The CAMHS capacity issue is particularly urgent. Children in mental health crisis who cannot access appropriate inpatient care are among the most vulnerable people in the health system, and the consequences of inadequate provision — delayed treatment, deteriorating mental health, family breakdown — are severe and long-lasting. The net increase of one CAMHS bed nationally, if the Fairview closure proceeds as planned, is not a meaningful response to a crisis that has been building for years.
The record investment in disability services is more straightforwardly positive. The 20 per cent increase in funding represents a genuine commitment to improving the lives of people with disabilities and their families, and the specific targets — 199 new residential places, 1,400 new day service places — are concrete and measurable. Whether they will be achieved depends on the HSE's ability to recruit and retain the staff needed to deliver the services, which remains a significant challenge across the health system.
Local Impact
In Dublin, the closure of the Fairview CAMHS unit will affect families across the city who have been relying on the unit's services. The unit, which is located in the north inner city, serves a catchment area that includes some of Dublin's most deprived communities, where the prevalence of mental health difficulties is higher than the national average. The transfer of services to Linn Dara in Palmerstown will increase travel times for many families, particularly those without access to private transport.

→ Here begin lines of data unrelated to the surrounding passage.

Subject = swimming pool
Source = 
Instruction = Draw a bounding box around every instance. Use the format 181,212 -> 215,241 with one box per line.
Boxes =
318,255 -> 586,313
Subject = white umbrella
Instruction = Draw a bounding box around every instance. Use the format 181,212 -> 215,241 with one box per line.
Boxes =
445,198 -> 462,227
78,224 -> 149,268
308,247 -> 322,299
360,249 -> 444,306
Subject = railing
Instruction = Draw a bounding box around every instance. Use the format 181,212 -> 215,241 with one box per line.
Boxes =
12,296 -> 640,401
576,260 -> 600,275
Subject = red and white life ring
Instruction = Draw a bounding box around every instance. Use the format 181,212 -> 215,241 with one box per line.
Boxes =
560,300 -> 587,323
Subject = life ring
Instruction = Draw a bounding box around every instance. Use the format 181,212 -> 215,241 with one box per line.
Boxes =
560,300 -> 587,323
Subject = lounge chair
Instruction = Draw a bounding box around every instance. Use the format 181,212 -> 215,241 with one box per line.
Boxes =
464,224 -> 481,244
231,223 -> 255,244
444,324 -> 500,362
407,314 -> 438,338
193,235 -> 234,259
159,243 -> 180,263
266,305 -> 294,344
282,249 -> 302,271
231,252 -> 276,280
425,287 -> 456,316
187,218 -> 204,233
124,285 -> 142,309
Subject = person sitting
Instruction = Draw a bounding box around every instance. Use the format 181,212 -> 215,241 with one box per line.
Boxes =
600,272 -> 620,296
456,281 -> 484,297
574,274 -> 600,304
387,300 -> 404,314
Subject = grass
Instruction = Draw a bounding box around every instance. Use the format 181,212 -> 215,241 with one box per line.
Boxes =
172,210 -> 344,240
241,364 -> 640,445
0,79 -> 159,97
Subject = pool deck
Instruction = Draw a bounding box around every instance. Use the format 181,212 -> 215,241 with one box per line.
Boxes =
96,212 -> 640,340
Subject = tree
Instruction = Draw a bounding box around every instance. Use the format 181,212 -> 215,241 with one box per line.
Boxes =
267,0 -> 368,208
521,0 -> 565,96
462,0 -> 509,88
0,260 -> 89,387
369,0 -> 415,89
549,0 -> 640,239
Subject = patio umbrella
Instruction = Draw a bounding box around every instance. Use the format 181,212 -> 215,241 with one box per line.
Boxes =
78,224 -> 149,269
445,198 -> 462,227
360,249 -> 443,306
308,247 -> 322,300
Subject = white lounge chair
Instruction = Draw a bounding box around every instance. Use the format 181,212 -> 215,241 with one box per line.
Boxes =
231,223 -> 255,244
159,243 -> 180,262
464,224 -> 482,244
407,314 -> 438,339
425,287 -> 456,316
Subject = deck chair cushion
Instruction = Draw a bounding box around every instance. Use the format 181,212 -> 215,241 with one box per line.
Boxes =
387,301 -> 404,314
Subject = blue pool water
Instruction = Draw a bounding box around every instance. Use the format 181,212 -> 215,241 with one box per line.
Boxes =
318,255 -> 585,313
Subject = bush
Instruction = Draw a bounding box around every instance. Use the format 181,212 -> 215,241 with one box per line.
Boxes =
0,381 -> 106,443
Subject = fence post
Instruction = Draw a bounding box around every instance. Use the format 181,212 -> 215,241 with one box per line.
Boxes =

The opening of new CAMHS beds at the National Children's Hospital, when it eventually becomes fully operational, will provide additional capacity in a more central location. However, the hospital's opening has been repeatedly delayed, and there is uncertainty about when the CAMHS beds will actually be available.
What's Next
The HSE is expected to publish a detailed implementation plan for the 2026 National Service Plan in the coming weeks, setting out the specific timelines and milestones for each of the plan's commitments. The Fairview CAMHS closure is scheduled for the third quarter of 2026, and the PNA has indicated that it will continue to campaign against the decision. The Mental Health Commission will publish its annual report later in the year, which will provide an independent assessment of progress against the plan's targets.